Concept Development In Relation To The Biology Of Reproduction In Secondary Science : A Vygotskyan Perspective

McAnulty, John (2003). Concept Development In Relation To The Biology Of Reproduction In Secondary Science : A Vygotskyan Perspective. EdD thesis The Open University.



The study of concept development in biology comes from a professional concern that arose in my classroom teaching - an inability, after many years practice of the techniques of ‘discovery science’, to accept the theoretical base of the individual secondary school pupil constructing science concepts mainly through experiment. From this concern arose my research question - the extent to which a developmental space could be defined in which the development of science concepts could take place. The instance for examining such a space would be science concepts of reproduction. To develop a model for such a space I looked at the work of Jean Piaget, Lev Vygotsky and a number of other theorists concerned with the issue of innate learning mechanisms and of constructivism and social constructivism. I adopted Vygotsky’s dialectical materialist approach in assessing the concepts involved.
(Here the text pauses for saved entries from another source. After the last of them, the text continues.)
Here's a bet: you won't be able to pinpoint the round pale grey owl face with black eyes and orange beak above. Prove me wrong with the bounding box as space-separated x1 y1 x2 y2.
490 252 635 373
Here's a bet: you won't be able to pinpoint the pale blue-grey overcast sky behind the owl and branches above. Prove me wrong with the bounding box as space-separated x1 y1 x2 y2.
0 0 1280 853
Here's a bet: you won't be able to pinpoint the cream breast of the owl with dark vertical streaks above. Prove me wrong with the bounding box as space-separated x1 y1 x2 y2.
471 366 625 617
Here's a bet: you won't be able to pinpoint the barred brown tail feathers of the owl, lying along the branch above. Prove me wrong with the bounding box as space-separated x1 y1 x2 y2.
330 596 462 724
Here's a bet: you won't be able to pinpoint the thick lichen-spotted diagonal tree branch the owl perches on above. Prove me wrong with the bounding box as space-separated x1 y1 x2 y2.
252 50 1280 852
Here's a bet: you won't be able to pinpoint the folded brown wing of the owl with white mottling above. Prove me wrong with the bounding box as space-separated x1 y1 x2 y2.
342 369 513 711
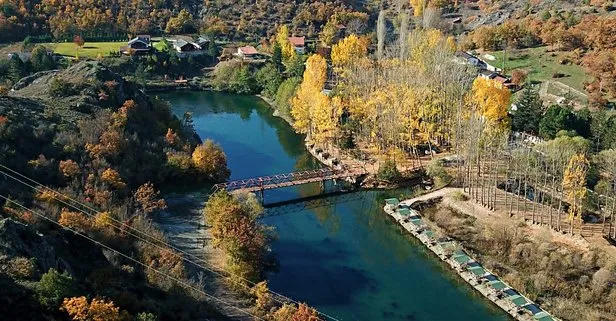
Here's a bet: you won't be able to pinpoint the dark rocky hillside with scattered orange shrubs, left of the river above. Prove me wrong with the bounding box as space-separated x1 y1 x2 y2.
0 62 228 321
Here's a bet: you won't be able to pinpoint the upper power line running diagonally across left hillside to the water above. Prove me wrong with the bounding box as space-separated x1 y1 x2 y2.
0 164 339 321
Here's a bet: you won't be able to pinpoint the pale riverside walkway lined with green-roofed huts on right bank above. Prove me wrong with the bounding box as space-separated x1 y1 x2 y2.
384 188 557 321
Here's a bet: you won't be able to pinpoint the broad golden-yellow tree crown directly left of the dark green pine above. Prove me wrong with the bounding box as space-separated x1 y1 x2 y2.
470 77 511 129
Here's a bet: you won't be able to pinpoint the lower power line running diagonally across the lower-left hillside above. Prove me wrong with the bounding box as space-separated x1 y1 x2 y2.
0 195 266 321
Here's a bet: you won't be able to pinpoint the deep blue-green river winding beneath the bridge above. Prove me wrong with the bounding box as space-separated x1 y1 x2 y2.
158 92 510 321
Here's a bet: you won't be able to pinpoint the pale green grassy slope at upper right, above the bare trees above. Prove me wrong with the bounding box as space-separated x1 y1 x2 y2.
482 47 588 92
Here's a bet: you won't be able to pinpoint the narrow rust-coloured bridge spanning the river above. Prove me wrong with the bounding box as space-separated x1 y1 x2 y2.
213 167 367 192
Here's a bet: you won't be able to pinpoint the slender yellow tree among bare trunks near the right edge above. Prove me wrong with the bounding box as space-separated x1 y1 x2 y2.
563 154 590 234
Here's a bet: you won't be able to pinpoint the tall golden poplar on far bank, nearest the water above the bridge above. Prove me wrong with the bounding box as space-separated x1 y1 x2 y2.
291 55 329 136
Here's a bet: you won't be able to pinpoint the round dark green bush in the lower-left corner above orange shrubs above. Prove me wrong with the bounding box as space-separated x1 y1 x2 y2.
36 269 76 310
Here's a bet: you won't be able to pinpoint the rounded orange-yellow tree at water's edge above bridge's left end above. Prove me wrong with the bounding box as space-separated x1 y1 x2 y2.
192 139 231 182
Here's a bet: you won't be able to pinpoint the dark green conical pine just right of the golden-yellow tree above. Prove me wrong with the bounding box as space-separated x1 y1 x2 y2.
511 86 543 135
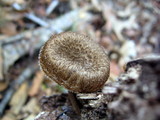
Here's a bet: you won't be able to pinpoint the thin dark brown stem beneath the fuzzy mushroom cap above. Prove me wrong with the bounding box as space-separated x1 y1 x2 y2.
68 91 81 115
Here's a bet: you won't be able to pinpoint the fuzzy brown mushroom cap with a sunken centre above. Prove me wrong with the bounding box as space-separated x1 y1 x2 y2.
39 32 110 93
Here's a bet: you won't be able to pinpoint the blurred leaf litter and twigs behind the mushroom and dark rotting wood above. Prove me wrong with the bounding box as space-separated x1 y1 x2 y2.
0 0 160 120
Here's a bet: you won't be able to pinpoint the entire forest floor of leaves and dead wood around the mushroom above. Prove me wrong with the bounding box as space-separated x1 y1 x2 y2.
0 0 160 120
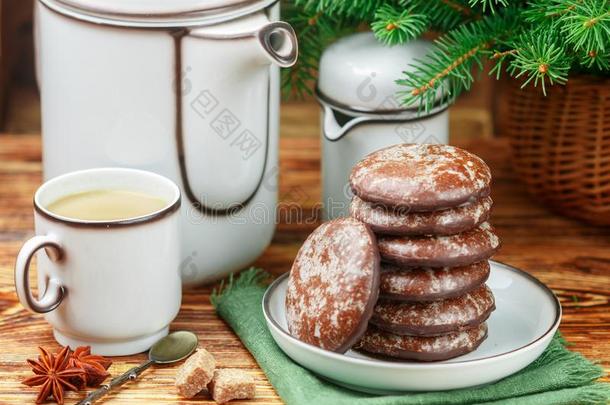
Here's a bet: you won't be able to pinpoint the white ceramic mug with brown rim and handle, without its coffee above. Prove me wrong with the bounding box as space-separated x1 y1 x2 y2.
15 168 182 356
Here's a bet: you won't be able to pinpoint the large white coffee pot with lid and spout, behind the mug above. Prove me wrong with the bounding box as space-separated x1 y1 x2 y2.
35 0 298 285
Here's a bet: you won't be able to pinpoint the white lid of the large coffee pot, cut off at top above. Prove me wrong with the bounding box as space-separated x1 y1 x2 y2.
40 0 278 27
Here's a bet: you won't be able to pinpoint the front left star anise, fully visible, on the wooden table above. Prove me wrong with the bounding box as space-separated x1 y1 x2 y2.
23 347 85 404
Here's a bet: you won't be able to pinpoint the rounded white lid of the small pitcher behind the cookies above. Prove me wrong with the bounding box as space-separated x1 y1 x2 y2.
317 32 440 113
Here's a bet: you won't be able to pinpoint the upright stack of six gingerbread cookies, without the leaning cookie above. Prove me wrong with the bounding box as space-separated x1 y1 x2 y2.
350 144 499 361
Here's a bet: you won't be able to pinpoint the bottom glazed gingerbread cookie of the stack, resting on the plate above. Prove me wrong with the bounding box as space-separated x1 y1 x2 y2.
354 323 487 361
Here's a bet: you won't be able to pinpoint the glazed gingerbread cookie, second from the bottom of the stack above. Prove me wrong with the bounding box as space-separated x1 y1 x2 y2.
370 285 496 336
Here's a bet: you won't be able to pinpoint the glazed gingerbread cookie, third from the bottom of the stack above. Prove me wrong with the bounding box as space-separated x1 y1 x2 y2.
379 260 490 302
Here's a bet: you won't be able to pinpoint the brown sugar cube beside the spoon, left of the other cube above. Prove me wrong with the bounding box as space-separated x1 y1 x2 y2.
176 349 216 398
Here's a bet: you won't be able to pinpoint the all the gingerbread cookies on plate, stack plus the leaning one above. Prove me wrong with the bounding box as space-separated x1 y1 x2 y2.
285 144 499 361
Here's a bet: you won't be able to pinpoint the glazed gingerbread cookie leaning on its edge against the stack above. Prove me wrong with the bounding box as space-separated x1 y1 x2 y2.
286 218 379 353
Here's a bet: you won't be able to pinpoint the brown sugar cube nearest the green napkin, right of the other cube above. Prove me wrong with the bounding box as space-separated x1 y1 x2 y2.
208 368 256 404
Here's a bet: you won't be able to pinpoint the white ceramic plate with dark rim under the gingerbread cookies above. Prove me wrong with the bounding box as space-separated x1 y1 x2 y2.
263 261 561 393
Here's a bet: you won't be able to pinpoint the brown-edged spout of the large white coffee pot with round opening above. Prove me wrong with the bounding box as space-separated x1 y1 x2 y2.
175 12 298 216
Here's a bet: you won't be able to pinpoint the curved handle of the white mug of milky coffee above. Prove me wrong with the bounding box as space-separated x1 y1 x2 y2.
15 235 66 314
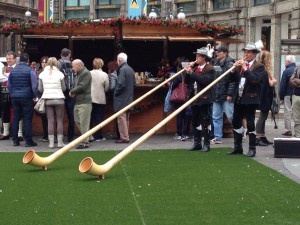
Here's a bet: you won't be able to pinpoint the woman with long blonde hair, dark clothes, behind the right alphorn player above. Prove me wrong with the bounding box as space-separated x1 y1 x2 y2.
256 51 277 146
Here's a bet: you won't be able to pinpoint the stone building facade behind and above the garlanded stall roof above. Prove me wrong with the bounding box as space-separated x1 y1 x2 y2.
0 0 300 77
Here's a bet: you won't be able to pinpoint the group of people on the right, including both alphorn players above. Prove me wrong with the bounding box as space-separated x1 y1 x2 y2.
171 42 300 157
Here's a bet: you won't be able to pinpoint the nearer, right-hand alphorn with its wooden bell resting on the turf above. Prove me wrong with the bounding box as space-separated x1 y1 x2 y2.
79 66 235 179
To test the emerging model I decided on a case study approach, defined in terms of both the case as instance and the case as issue - instance in that the focus would be a year 8 (Britain year 7) science class, with interviews across the year group The study would involve the case as issue in that I intended to walk through the process of concept formation in plant and human reproduction with the pupils. I applied a mixture of semi-structured interview and classroom observation, linked through the development of ‘structured situations’ in which models and materials were made available in specific social settings in the expectation that the pupils would construct meaning. The outcome of the investigation did not support the initial model, but it did suggest in outline a new model of a developmental space. This suggested that the different goals of teacher and pupils expressed themselves as implicit and explicit elements of the situation, often resolved by the pupils completing tasks without thought. This indicated that a common outcome of schooling was ‘encapsulation’, formal mental constructs lacking meaning. Elements of a new model would be the role of emotion and of the goal of activity.